With this wide table, we’ll have the name of the product, maybe the product belongs to a broader group of products and we’ll throw the description of the product in there as well.

  • These facts about the product may change… but probably fairly infrequently.

In our table every week the same values will be included for those products over and over. Instead, they could be stored in a separate table that contains each product, the description, color, etc… and then that could be joined to our fact table. Now we are again beginning to talk about Normalization which is critical to think about when setting up your relations.

A few solid rebuttals to the above statement given that we are mostly talking about an OLAP situation:

  1. Modern columnar storage formats like Parquet are efficient at compressing data, especially repeated values in a column… something like MVC
  2. Data storage is relatively cheap… if we are only talking in the millions of rows, it just not going to be a major driver of cost
  3. Denormalized data often performs better for analytical queries, with columnar storage, queries will only need to scan the columns as denoted by the query

A few points on Inserts/Updates/Deletes

This is where denormalization can be slower and get more complicated. Let’s say we want to change the product group that one of our products belongs to in the denormalized table. We’ll want all historical data to be attributed to the new group so we’ll need to update the previous product group in every row to the new one. We can launch a new product, but it’s possible data science hasn’t finished the production forecast for that product yet… now the forecast column is NULL because we aren’t going to stall inserting the rest of the columns for that product just because the forecast is NULL. However, people that read from this table will need to understand that the forecast is NULL and choose how to deal with it accordingly. If an analyst is tasked with deriving forecast accuracy, and they notice some NULLs and just NVL(forecast_column, 0)… that’s just not true, science has a beta forecast for the product and its certainly > 0… there’s a reason we decided to launch the new product after all, we predicted customers will want to buy it!
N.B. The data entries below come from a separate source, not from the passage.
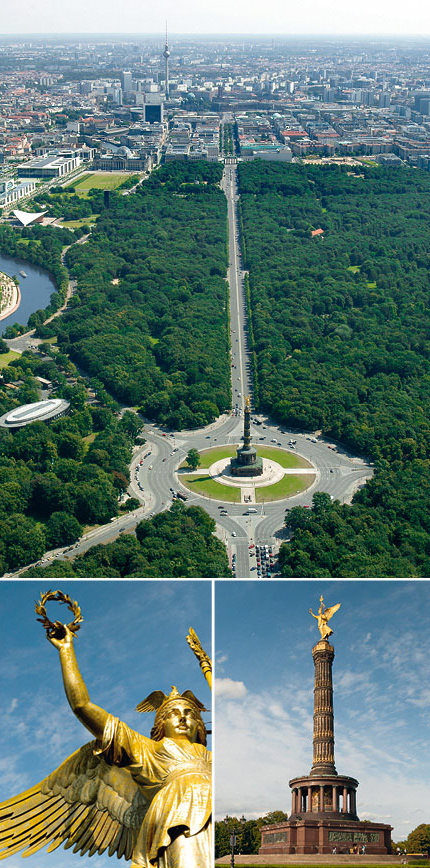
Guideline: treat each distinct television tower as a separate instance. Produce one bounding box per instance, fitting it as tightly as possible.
[163,22,170,99]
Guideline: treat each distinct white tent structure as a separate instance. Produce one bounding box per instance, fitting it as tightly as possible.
[12,209,47,226]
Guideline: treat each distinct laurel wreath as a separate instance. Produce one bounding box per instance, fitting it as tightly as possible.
[35,590,83,639]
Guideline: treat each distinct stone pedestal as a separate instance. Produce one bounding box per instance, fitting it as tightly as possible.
[260,819,392,856]
[230,400,263,477]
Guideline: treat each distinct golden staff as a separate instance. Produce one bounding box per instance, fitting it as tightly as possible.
[186,627,212,690]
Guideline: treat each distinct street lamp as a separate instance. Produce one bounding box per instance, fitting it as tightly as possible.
[224,816,246,868]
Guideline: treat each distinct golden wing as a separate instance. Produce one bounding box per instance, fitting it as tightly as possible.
[324,603,341,622]
[0,741,146,861]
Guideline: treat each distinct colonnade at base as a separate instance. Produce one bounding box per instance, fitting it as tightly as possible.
[290,775,359,820]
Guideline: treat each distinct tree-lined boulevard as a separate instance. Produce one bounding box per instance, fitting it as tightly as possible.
[127,163,373,577]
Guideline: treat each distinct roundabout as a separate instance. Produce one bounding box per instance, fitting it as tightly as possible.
[178,445,317,504]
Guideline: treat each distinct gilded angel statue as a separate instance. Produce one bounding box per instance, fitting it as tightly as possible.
[309,595,341,640]
[0,594,211,868]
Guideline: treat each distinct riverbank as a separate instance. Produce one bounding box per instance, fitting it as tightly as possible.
[0,271,21,321]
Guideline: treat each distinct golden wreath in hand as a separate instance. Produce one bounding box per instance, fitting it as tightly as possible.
[35,590,83,639]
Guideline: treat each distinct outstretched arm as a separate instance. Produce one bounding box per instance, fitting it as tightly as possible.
[309,609,318,619]
[49,627,108,741]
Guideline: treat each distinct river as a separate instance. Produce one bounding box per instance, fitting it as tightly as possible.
[0,251,56,335]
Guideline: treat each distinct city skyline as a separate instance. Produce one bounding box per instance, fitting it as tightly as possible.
[215,580,430,842]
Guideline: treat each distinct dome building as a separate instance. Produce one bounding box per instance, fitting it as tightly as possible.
[0,398,70,429]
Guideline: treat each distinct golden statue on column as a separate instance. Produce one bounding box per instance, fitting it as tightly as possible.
[309,595,341,640]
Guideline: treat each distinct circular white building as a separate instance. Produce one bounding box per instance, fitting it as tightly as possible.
[0,398,70,429]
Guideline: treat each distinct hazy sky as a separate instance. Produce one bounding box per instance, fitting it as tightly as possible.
[0,579,211,868]
[1,0,430,36]
[215,579,430,842]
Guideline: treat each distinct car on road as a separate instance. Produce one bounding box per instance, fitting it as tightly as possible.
[231,531,236,537]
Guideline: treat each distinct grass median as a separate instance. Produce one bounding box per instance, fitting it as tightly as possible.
[180,474,242,502]
[182,446,313,471]
[255,473,315,502]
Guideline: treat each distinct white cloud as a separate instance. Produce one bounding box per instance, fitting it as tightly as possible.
[215,686,310,819]
[215,678,248,699]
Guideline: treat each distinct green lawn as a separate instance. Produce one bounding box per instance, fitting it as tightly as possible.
[187,446,236,469]
[0,350,20,368]
[215,856,410,868]
[182,445,312,471]
[180,470,315,504]
[179,444,315,503]
[73,173,129,192]
[62,215,99,229]
[64,173,91,188]
[180,475,242,502]
[255,473,315,502]
[258,446,312,469]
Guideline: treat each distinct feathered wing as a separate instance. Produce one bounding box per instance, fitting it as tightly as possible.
[0,742,147,861]
[324,603,341,622]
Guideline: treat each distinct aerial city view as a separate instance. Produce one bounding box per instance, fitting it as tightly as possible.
[0,3,429,578]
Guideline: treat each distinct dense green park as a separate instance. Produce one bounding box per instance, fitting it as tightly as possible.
[21,500,231,578]
[237,160,429,576]
[0,161,232,575]
[0,344,230,576]
[37,160,231,429]
[0,346,143,572]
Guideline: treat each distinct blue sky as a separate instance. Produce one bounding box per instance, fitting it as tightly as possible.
[0,579,211,868]
[214,580,430,843]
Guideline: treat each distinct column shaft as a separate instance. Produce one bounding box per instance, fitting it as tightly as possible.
[342,786,348,813]
[311,641,337,775]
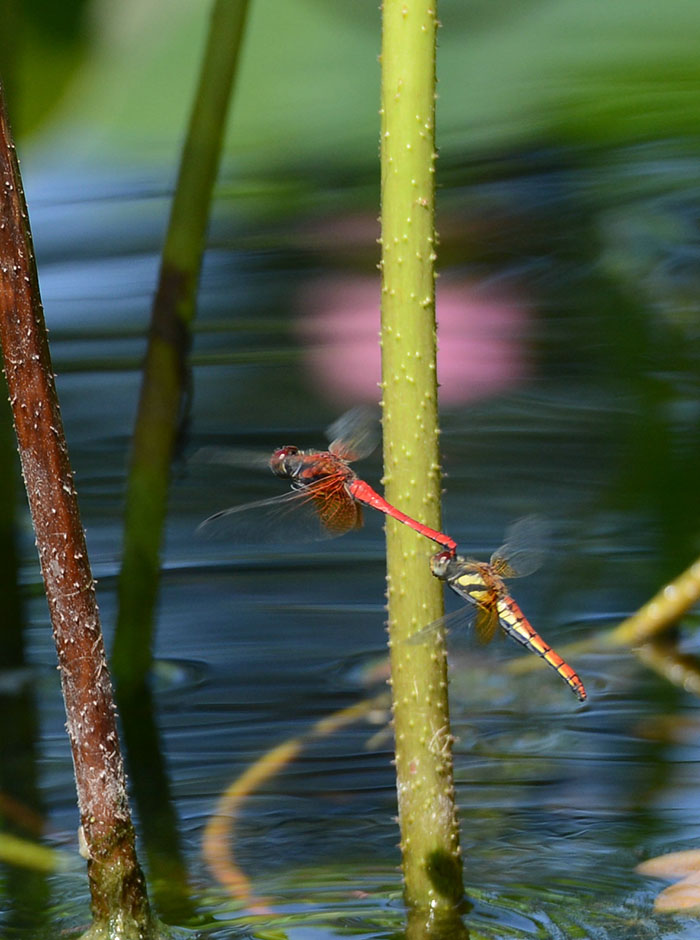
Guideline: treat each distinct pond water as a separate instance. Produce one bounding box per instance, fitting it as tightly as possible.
[4,142,700,940]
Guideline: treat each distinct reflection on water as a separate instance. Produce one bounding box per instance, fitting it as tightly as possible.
[4,142,700,937]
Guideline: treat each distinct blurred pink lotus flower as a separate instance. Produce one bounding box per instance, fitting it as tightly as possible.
[296,274,531,406]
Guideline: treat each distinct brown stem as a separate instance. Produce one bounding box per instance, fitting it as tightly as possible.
[0,86,158,935]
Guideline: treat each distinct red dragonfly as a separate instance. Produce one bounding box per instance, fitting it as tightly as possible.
[427,517,586,702]
[198,408,457,554]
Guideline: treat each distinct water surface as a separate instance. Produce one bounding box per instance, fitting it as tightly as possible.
[4,142,700,939]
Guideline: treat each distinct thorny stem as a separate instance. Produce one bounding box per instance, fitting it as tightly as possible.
[0,87,159,936]
[380,0,464,917]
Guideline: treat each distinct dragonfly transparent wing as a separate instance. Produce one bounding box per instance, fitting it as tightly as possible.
[191,446,273,471]
[197,475,362,545]
[408,603,479,646]
[326,405,380,462]
[489,515,548,579]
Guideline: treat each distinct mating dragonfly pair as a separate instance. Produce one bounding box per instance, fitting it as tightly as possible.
[200,411,586,703]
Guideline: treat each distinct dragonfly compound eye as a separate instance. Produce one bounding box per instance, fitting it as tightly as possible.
[270,445,301,478]
[430,551,454,579]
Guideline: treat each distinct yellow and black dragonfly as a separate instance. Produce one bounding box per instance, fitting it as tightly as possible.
[429,517,587,702]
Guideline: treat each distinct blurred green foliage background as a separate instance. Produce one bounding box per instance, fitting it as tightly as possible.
[8,0,700,166]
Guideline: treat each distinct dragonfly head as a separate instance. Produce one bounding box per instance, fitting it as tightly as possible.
[430,550,457,580]
[270,445,303,479]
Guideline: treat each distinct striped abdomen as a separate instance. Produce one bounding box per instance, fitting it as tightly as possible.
[496,595,587,702]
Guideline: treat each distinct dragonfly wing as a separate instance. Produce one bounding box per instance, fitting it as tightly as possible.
[312,477,363,534]
[191,446,272,471]
[490,515,548,578]
[197,478,355,544]
[327,406,380,461]
[474,603,500,645]
[407,604,477,646]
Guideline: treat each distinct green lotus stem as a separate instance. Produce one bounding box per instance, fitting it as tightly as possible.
[380,0,463,914]
[113,0,250,689]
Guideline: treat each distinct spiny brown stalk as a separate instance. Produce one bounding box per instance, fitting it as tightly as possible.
[0,85,160,937]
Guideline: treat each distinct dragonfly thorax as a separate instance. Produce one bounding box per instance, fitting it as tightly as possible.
[432,553,503,602]
[270,446,355,488]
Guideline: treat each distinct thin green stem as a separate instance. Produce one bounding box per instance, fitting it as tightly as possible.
[113,0,250,689]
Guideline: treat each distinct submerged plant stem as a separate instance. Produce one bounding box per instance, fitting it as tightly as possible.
[114,0,250,689]
[202,694,390,911]
[380,0,464,916]
[507,552,700,687]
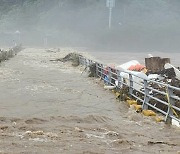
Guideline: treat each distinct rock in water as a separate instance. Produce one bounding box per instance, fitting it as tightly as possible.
[50,52,81,67]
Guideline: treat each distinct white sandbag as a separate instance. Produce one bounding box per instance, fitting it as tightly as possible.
[119,71,148,91]
[148,74,160,80]
[148,74,164,81]
[172,119,180,127]
[118,72,129,88]
[130,71,148,91]
[104,85,116,90]
[116,60,140,71]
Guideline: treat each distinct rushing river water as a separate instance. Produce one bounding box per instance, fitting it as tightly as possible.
[88,50,180,67]
[0,48,179,154]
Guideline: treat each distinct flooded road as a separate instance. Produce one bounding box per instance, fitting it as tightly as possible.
[0,48,179,154]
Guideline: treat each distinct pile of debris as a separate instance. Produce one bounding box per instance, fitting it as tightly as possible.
[145,56,180,87]
[50,52,81,67]
[115,55,180,92]
[114,55,180,120]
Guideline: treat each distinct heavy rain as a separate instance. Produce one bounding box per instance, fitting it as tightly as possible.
[0,0,180,153]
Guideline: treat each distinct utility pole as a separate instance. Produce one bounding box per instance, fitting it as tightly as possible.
[106,0,115,29]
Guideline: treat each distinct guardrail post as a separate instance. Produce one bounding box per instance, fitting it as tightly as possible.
[142,79,149,110]
[117,70,122,88]
[85,59,87,66]
[95,63,98,77]
[100,64,103,79]
[96,63,99,77]
[85,59,87,67]
[165,86,175,124]
[86,59,89,66]
[80,57,83,65]
[108,67,112,85]
[88,59,90,66]
[83,58,85,66]
[88,59,91,66]
[129,74,133,95]
[78,56,81,65]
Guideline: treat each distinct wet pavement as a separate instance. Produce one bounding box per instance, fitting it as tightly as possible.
[0,48,179,154]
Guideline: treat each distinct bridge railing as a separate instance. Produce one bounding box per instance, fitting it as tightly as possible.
[79,55,180,123]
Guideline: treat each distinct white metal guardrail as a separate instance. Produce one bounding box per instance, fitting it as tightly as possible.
[79,55,180,123]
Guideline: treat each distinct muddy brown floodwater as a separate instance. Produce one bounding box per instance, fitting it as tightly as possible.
[0,48,179,154]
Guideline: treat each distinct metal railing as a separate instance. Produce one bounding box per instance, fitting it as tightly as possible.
[79,55,180,123]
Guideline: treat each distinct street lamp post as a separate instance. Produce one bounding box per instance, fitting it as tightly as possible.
[106,0,115,29]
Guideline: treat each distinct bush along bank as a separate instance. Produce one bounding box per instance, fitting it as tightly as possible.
[0,45,23,63]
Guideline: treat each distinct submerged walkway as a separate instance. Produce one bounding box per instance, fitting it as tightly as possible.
[0,48,179,153]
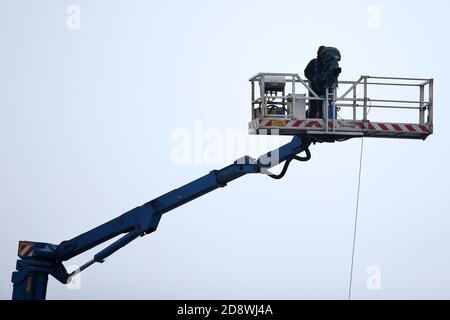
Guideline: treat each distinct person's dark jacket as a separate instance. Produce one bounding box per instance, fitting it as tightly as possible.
[304,59,318,83]
[304,58,325,95]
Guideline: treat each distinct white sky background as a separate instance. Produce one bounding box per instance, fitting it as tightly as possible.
[1,0,449,299]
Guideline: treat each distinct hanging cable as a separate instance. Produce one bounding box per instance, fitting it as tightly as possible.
[348,137,364,300]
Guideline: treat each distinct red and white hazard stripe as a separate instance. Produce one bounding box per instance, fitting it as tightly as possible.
[258,119,324,129]
[355,121,430,133]
[18,242,34,257]
[255,119,430,134]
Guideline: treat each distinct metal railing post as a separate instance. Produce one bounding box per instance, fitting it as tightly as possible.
[325,88,329,132]
[291,75,295,118]
[429,79,434,133]
[363,76,368,121]
[419,84,425,125]
[333,88,336,132]
[353,85,357,123]
[261,75,266,117]
[251,80,255,119]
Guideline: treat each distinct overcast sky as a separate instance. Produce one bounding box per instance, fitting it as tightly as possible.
[1,0,449,299]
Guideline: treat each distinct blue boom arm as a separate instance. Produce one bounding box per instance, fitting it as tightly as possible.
[11,136,311,300]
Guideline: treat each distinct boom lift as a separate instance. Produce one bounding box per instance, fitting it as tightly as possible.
[11,71,433,300]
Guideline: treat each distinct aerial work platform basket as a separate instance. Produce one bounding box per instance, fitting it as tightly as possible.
[249,73,433,141]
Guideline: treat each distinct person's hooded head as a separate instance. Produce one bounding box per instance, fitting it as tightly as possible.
[317,46,326,59]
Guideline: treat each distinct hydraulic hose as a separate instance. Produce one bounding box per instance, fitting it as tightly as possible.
[267,146,311,180]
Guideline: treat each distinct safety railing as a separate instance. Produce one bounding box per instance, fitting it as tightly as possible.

To be fair, if you launch something like the Pontiac Aztek maybe anticipating 0 demand is the correct choice when attempting to sell an angry kitchen appliance of a car.

Where will your data model break down?

Q: Hey I know we have that inventory column, could we break it out into the different inventory dispositions (Sellable, In transit, and Damaged)?

A: Sure, now our table increases in... width...

Q: Hey I know we have shipments for all of last week, and its only Thursday but I’d really to see what we shipped out Mon/Tues/Wed of this week to see where we are at.

A: We cant really answer that with the demoralized table at the current granularity… even if it was daily we’d probably be waiting on dependencies and wouldn't be able to get back to this person until Friday. Now this ask simply becomes a query against the upstream shipments table for the latest data.

Q: Hey I’m using that wide table you made but I want to see how the descriptions for this product have evolved over time; however, all the descriptions are the same in this table?

A: This question will need to be directed towards another table that contains this info as the denormalized table has been updated to only reflect the latest definition.

Just as with anything there are tradeoffs. Above, I’m posing specifically tricky questions of the table, but it would do extremly well with basic aggregations and reducing the knowledge burden for end users of all the different upstream tables.

I only bring up these points because I think they are relevant to think about when designing how you want to capture your data. Again, there is no right or wrong, it’s simply context/data dependent and the right choice will be different across different teams. However, there is a clear right and wrong when it comes purchasing a Pontiac Aztek; I’ll leave that exercise to the reader.